厚労省「健康な食事」マークは先送りから使わないへ

September 10, 2015

2015/9/10

コンビニのお弁当や飲食店のメニューで国の基準を満たせば「健康な食事」マーク(つまりシールのこと)をつけられる制度について厚労省が導入を進めていたが多くの反対意見があり、2015年4月導入予定が先送りになっていた。これがついに「使わない」になった(ただし媒体への使用は可)

 

 

 

この制度に関して批判が目立ったのは主食に関してだ。

 

1食当たり300キロカロリー未満で、食物繊維摂取のために「玄米や麦など精製度が低い穀類を2割程度含む」とした事。この基準では白米のみの弁当にはマークが付けられない。食物繊維の摂取を穀物だけでというのにも無理があるし、これでは白米が不健康な印象を与えかねない。自民党の会合でも「玄米が2割も占めると白米の生産に影響がでる」との意見が出た。

 

他にも1食650キロカロリー未満というのも、人によって基準が変わるのにおかしくないか?という意見も。80歳の小柄なおばあちゃんと、18歳のラグビー選手のような体型の男子高校生では必要摂取カロリーだって変わってくる事は誰にだってわかる事だ。また「マークのついてない商品が不健康なものに見える」の意見も多かったようだ。

 

 

以前もメルマガでこの件について書かせて頂いたが、この制度については様々な点で「なぜ?」というのが多く、この監修に入った各専門家の判断にも疑問を感じる。そんな様々な反対意見があり今年4月の導入は先送りになったのだ。

 

 

そしてついに昨日、健康な食事マークは厚労省より「使わない」の決定がくだされた。詳細は厚労省のサイトをご覧頂きたいのだが、簡潔に説明すると「個別の商品へマークを貼る事はできないがポスターやHP等には使用できます」という事。

 

 

こちらが、新たに作成された「健康な食事」に関する考えをまとめたリーフレット。

 

 

各省庁から出される文章は本当にややこしくて意味がわかりづらいなーって思う。上記に関しても厚労省のHPにはPDF資料が7つもあり、更に一つ一つの文章の言葉は「推進の参考にされたい」「申し添える」等、読みづらい・・・。ただでさえ小難しい健康業界なのだから、日常的で国民全員が理解しやすい言葉で表現してくれればいいのに。
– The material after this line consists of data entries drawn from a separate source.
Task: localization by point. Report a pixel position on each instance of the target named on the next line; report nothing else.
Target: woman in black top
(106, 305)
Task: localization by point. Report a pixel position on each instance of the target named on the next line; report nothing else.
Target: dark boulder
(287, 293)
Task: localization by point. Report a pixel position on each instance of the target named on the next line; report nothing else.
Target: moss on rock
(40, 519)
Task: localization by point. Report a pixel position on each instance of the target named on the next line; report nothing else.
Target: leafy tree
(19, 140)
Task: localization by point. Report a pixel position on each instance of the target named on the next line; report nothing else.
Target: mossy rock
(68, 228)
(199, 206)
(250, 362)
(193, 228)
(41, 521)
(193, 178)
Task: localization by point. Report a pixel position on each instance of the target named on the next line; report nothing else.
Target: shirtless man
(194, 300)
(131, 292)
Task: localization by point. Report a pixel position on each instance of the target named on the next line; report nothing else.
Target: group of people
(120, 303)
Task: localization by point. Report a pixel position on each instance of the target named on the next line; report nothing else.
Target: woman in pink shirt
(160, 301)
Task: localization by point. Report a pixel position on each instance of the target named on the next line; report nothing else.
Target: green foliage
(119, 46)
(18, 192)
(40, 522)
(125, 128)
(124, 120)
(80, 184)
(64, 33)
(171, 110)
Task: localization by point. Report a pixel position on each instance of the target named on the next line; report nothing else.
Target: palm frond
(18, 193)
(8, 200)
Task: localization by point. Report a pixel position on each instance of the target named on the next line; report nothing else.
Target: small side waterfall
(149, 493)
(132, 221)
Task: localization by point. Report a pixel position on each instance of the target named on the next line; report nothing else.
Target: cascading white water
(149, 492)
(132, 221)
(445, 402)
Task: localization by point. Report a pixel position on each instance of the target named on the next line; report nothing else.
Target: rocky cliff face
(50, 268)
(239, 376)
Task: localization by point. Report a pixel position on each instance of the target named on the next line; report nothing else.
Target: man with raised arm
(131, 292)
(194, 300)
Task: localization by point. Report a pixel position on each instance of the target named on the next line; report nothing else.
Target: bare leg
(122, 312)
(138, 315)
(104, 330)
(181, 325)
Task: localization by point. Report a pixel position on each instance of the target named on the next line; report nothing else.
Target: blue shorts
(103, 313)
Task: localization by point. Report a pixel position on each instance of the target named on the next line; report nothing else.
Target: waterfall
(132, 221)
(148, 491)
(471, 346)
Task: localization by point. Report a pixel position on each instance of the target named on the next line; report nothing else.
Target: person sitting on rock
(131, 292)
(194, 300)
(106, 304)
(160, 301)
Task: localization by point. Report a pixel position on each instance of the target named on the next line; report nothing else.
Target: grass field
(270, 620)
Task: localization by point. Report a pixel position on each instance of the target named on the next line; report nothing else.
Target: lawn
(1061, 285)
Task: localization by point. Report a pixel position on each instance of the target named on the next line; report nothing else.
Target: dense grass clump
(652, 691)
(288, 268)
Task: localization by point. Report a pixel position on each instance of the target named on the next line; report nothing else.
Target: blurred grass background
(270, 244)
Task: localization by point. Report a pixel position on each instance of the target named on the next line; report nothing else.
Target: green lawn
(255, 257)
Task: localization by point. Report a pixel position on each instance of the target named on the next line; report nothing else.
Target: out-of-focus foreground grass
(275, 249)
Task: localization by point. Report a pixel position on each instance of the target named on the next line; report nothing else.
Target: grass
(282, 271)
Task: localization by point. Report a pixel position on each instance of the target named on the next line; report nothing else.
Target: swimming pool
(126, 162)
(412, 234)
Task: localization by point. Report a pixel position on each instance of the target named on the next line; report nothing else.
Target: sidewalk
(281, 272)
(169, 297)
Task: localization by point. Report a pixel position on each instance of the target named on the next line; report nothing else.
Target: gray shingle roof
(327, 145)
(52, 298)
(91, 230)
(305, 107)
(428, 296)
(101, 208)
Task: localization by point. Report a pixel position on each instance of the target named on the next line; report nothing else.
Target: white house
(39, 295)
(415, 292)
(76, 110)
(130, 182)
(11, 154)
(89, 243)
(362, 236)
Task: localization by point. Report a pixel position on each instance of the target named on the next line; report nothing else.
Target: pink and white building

かっこつけずにさ。

 

健康の食事マークは、食品業界に影響を与えるだろうと当初言われていたが、様々な物議をかもした末に、安全パイなところでまとまったようだ。当初の予定通りコンビニやスーパーのお弁当に健康な食事マークが貼られるのなら消費者への浸透も早かったと思うがそれができなくなった今、浸透も遅そうだ。

 

農林水産省のフードアクションニッポンのマークは当初はそこまで見かけなかったものの、時間をおいて様々な場面で見かけるようになり浸透してきた感がある。そう思うと健康な食事マークも時間をおいてジワジワと浸透していくのかもしれない。個人的にはフードアクションニッポンのマークはかわいいし、サイトもわかりやすいし親しみやすくて好きだなー。